The Institute will aim to generate 30 new collaborate projects per year. It has been hailed both as the means by which Bristol could support the development of franchises like Wallace & Gromit and Shaun the Sheep (by Aardman) and also achieve breakthroughs in design and manufacturing (by Airbus). The range of partners involved is remarkable – from Babbasa, KWMC and Watershed to Hargreaves Lansdown and BT – literally dozens, large and small, local and global in reach. They all seek to work across traditional divides to understand the potential and benefits of the digital world – whether by partnering the creative with manufacturing, community with industry, or computer science with sociology.
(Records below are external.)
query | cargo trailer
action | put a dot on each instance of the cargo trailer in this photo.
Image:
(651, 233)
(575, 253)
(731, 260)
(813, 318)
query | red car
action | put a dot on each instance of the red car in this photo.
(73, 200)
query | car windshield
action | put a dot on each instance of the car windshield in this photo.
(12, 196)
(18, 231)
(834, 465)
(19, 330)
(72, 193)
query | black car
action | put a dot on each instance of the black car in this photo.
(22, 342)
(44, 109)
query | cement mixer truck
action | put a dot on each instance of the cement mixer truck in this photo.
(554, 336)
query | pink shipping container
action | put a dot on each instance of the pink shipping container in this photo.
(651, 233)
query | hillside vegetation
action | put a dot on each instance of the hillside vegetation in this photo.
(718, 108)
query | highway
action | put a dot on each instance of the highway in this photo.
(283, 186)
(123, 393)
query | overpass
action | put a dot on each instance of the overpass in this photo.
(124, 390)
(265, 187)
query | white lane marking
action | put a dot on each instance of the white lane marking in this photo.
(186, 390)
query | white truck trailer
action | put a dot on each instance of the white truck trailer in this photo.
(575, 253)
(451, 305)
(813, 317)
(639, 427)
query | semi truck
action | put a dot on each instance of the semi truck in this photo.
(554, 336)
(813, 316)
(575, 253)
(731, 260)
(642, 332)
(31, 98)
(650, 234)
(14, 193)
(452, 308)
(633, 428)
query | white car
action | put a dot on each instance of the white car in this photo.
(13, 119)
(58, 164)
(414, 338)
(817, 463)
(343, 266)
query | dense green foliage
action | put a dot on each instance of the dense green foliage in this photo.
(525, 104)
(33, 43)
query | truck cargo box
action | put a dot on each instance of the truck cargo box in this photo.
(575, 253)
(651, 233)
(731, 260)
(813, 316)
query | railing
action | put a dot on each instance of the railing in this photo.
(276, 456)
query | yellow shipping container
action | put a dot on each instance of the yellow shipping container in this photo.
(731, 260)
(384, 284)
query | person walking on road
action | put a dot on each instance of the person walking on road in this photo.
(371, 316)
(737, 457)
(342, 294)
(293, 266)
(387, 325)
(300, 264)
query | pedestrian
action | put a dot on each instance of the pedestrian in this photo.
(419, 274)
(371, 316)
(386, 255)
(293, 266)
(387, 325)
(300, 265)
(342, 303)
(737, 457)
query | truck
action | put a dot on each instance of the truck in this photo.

Perhaps today it is easier now than a few years ago to understand how thoughtful we all need to be about digital technologies. When Web 2.0 was first mentioned 15-20 years ago no one imagined that Google, Amazon, Facebook and the like would be the giants they are now. Even less predicted was the way social media would be the means by which US presidents get elected or communicate their policies! Nor did we understand how much others got to know about us as individuals and communities while we use the internet.
The new Institute will have at its heart the ambition to let people and society shape the digital futures that we face, together. It will develop the responsible innovation, regulation, ethics, acceptability and business models for new ways of living and working using the many emerging digital technologies. Whole new ways of operating society are arising almost daily – the potential for doing good is tremendous but so are some of the risks. By directly involving a wider range of people at the time the tech and its applications are being developed, the Bristol Digital Futures Institute will seek to maximise those benefits for all.
Businesses born in the digital age, those born longer ago, organisations and activities that could be digital – many people and parts of society will want to think through how they develop their futures. The Bristol Digital Futures Institute will be there in the heart of our city to help.